From serene parks to timeless shrines to the heights of luxury shopping, Tokyo is filled with attractions for every visitor.

Ueno Park

Spanning 58 hectares, Ueno Park is the largest green space in Tokyo and one of the most famous sites in the capital city, reputed for its cherry blossom trees,  botanical gardens, an aquarium, several museums and temples.

In cherry blossom season, visitors flock to the park to sit under the trees and engaging of the very Japanese tradition of hanami, or flower-viewing. Sharing sake with friends while pondering the ephemeral pink blossoms, or floating on Shinobazu Pond in a rowboat are serene escapes from one of the world’s busiest cities. For a bustling shopping experience, you can visit neighboring Ameya Yokocho Market, where seafood, snacks, traditional Japanese clothing and vintage denim can be found in numerous shops.

A full range of seafood on offer at Tsukiji, world’s largest fish market

Tsukiji Fish Market

The world’s largest and busiest fish market, Tsukiji is a marketplace where over 2,000 tons of fresh fish are transported daily from neighboring harbors. For a one-of-a-kind experience, you can watch the famous live tuna auction; access is limited and you have to arrive well before the crack of dawn. Access is limited to 120 visitors per day and is on a first-come, first-served basis. Make sure to grab a breakfast of the freshest sushi, sashimi and other seafood to be found anywhere. Prices for sushi aren’t exactly cheap, but compared to high-end sushi restaurants in Tokyo, they’re a bargain for the incredible quality of the fish and exquisite quality of the chefs.

Meiji Shrine

Constructed in 1915, Meiji Shrine is dedicated to the deified spirits of Emperor Meiji and his wife, Empress Shoken. The complex is contained in a 70-hectare forest that contains 120,000 perennial trees of 365 different species, Meiji Shrine is a spiritual getaway at the heart of hectic Tokyo. Upon passing under the 12-meter-high gates of ancient cypress wood, you’re transported to a scenic realm of traditional wooden structures, murals, colorful donated sake barrels and much more. Before entering the shrine, it is customary to wash your hands at a water basin to cleanse both hands and mind of worldly concerns and help you find inner serenity.

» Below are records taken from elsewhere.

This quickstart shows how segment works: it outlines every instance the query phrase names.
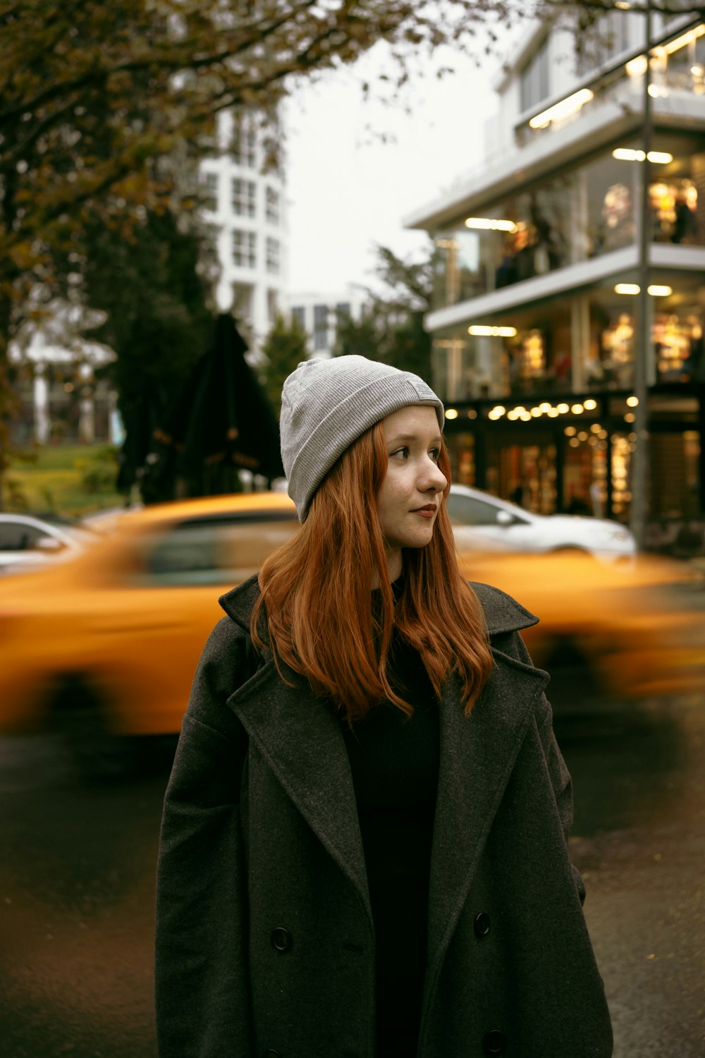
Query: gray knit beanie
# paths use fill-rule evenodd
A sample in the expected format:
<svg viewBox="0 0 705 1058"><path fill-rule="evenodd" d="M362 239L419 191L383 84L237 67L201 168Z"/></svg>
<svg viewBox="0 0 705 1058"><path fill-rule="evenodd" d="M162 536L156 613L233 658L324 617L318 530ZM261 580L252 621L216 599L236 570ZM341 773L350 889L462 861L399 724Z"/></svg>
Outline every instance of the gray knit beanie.
<svg viewBox="0 0 705 1058"><path fill-rule="evenodd" d="M430 404L443 430L443 403L423 379L365 357L307 360L281 391L281 459L287 491L304 522L333 463L364 433L409 404Z"/></svg>

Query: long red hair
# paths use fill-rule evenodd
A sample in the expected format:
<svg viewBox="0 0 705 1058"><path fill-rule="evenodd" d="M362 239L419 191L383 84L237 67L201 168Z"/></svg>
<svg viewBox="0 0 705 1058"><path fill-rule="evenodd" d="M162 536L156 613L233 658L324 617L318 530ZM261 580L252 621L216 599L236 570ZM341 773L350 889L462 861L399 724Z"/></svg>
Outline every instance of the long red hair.
<svg viewBox="0 0 705 1058"><path fill-rule="evenodd" d="M445 498L450 486L445 443L439 467L448 481ZM451 672L460 673L467 714L493 667L482 608L460 572L445 504L431 542L404 550L402 594L394 605L376 509L386 472L377 423L328 473L299 532L263 563L251 620L253 641L264 645L264 608L277 667L281 659L305 676L314 692L330 695L352 723L385 698L412 711L387 678L396 625L421 655L437 695ZM371 596L375 573L378 612Z"/></svg>

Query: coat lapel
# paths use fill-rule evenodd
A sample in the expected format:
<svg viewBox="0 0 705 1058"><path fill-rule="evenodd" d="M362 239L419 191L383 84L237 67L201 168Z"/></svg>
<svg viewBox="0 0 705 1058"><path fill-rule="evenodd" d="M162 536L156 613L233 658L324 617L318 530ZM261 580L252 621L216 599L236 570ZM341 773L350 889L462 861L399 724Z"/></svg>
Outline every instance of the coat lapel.
<svg viewBox="0 0 705 1058"><path fill-rule="evenodd" d="M441 699L441 770L431 853L429 967L438 969L548 675L496 653L493 675L470 715L461 685Z"/></svg>
<svg viewBox="0 0 705 1058"><path fill-rule="evenodd" d="M367 908L370 897L352 774L339 722L305 681L271 659L228 698L277 779Z"/></svg>

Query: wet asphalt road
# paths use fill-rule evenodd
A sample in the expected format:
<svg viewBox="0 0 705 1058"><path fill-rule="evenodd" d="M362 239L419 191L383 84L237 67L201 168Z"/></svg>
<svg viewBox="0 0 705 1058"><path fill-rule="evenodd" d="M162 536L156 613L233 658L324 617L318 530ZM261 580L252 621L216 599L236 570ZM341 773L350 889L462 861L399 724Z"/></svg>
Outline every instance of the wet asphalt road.
<svg viewBox="0 0 705 1058"><path fill-rule="evenodd" d="M588 703L556 730L615 1056L702 1058L705 697ZM50 738L0 740L4 1058L155 1058L153 874L171 748L155 746L159 763L128 782L87 788Z"/></svg>

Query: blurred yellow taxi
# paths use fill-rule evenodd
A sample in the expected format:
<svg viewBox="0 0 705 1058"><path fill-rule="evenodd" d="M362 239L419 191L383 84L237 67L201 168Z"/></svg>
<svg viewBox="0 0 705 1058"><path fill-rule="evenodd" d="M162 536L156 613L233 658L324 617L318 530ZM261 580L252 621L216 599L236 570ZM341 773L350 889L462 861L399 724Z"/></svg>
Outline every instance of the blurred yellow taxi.
<svg viewBox="0 0 705 1058"><path fill-rule="evenodd" d="M580 705L589 691L610 699L702 693L705 586L688 563L643 553L606 564L565 550L466 551L461 565L540 618L522 637L551 673L554 709Z"/></svg>
<svg viewBox="0 0 705 1058"><path fill-rule="evenodd" d="M125 514L77 558L0 582L0 731L99 718L113 734L179 731L218 597L298 529L282 493L211 496ZM703 686L702 587L690 567L581 553L461 554L541 618L525 639L550 670L587 663L612 695ZM81 730L84 730L81 728Z"/></svg>
<svg viewBox="0 0 705 1058"><path fill-rule="evenodd" d="M281 493L156 505L71 562L0 582L0 730L90 700L113 733L178 731L218 597L297 528Z"/></svg>

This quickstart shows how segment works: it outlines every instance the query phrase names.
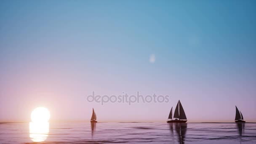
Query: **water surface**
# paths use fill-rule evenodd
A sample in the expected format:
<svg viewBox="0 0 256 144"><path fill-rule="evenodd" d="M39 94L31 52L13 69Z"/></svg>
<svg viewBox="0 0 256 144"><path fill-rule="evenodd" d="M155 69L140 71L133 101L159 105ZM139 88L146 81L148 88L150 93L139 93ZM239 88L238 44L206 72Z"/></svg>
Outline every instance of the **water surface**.
<svg viewBox="0 0 256 144"><path fill-rule="evenodd" d="M33 131L30 125L0 123L0 143L256 143L253 123L50 123Z"/></svg>

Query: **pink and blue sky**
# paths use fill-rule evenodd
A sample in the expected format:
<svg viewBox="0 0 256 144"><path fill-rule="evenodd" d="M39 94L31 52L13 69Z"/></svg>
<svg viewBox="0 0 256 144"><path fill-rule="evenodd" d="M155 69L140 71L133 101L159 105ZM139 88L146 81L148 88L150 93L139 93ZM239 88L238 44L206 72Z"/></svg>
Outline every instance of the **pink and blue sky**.
<svg viewBox="0 0 256 144"><path fill-rule="evenodd" d="M254 0L9 1L0 4L0 121L256 122ZM155 56L152 60L152 56ZM151 58L150 58L150 57ZM171 96L100 104L97 94Z"/></svg>

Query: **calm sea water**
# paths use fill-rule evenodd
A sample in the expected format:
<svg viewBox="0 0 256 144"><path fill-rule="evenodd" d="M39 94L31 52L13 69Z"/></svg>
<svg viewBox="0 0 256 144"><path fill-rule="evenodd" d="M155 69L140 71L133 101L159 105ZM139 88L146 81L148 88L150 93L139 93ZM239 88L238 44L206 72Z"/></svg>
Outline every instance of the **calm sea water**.
<svg viewBox="0 0 256 144"><path fill-rule="evenodd" d="M0 123L0 143L33 141L43 144L256 144L256 123Z"/></svg>

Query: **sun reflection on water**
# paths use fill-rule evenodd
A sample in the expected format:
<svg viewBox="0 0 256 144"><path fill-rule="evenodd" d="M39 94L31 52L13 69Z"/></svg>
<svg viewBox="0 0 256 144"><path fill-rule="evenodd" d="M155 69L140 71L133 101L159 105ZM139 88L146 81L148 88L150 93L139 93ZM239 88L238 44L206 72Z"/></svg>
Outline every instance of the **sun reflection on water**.
<svg viewBox="0 0 256 144"><path fill-rule="evenodd" d="M50 112L47 109L40 107L31 113L32 122L29 123L29 137L34 142L45 140L49 133Z"/></svg>
<svg viewBox="0 0 256 144"><path fill-rule="evenodd" d="M32 141L43 141L47 138L48 133L48 122L29 123L29 137Z"/></svg>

Ginza, the most extravagant shopping district in Tokyo, is always crowded with pedestrians

Ginza shopping district

A convergence point of the most famous boulevards in Tokyo, sleepless Ginza is home to hundreds of luxury malls, art galleries, restaurants, bars and cafés. Starting at noon, Chuo Dori, a central axis that connects the entire district, is blocked off from vehicles and exclusive for pedestrians. Ginza is not a place for bargain hunters; however, anyone visiting Tokyo shouldn’t miss out on this “Silk Road” to admire the luxurious lifestyles and elegant fashion on glittering display here.

Tokyo Skytree

Tokyo Skytree, the world’s tallest tower,  stands 634 meters high and is one of the city’s signature landmarks. Make sure to book tickets in advance and prepare to get in line early to visit the observatories at 350 and 450 meters up. Here you can cross transparent glass skywalk and take a a panoramic view of this colossal city. Enjoying a meal at Skytree Restaurant with its breathtaking view from up high is also a striking experience, albeit one with an equally striking bill!.